The Soviet Union’s Komitet gosudarstvennoy bezopasnosti, or Committee for State Security, had unlimited power at the time. It had access to almost everyone’s cars and had microphones in people’s apartments, Coyle said. Although he respected the committee’s talent, he said he knew they were not going to outwit him.
Coyle said the best and brightest agents were sent to the Soviet Union during this time because there was a certain mentality the agents needed in order to succeed there.
“You had to be confident to an obnoxious degree,” Coyle said.
He could not doubt himself or his actions, Coyle said. He had to know that he had done the right thing and move on with confidence.
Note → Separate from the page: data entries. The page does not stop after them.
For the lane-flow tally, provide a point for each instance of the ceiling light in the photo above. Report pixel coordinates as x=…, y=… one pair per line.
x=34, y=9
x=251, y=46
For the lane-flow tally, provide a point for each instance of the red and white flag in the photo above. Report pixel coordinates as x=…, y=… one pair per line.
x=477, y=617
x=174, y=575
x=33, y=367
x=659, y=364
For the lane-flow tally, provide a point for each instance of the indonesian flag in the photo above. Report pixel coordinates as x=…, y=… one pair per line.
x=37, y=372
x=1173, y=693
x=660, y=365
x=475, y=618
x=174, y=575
When he came back from the Soviet Union, Coyle said he was satisfied knowing he had outsmarted the best foreign security service by acquiring critical intelligence information for the CIA.
In 2006, Coyle was hired as a professor of practice at in the School of Public and Environmental Affairs, where he had previously received his bachelor of arts in American history and political science and his master of arts in East European history.
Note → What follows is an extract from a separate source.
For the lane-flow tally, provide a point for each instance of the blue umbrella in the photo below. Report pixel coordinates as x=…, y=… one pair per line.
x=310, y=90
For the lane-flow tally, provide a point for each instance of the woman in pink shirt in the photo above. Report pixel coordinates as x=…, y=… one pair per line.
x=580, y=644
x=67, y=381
When Coyle called his college friends to tell them he was coming back to IU as a professor, he said they thought it was quite funny. Coyle said his friends knew him in his more immature years, when he was on the IU gymnastics team and could be found doing a handstand on the hips of the mermaid in Showalter Fountain.
Coyle said his teaching strategy throughout the years has primarily been to entertain students, so he is able to sneak knowledge to them. The most rewarding part of teaching is having students stay in touch with him after they graduate. Coyle said it’s fulfilling to know you made an impression on them.
Although Coyle still finds working with his students fun, he said he is worn down by the bureaucracy of higher education. When Coyle came to work at IU, he said he had naïve ideas about the world of academia and its pursuit to find truth.
“People are about the same everywhere,” Coyle said, “There are good people, there are dumb people.”
When May comes around and he is retired, Coyle said he’ll be spending a lot of time in his pajamas and picking up hobbies because his wife doesn’t want him sitting around complaining about being bored.
His hobbies will include writing spy novels, traveling and possibly even becoming an international jewel thief, Coyle said.
Coyle and his wife, Jan Coyle, plan to travel the states more because he’s been to more foreign countries than U.S. states and said he’s tired of citizens of other countries telling him to see more U.S. landmarks.
Although Coyle will have a less structured, more uncertain schedule after he retires, there is one thing he said he knows for sure.
“If I can outwit the KGB, I can outwit anybody,” Coyle said.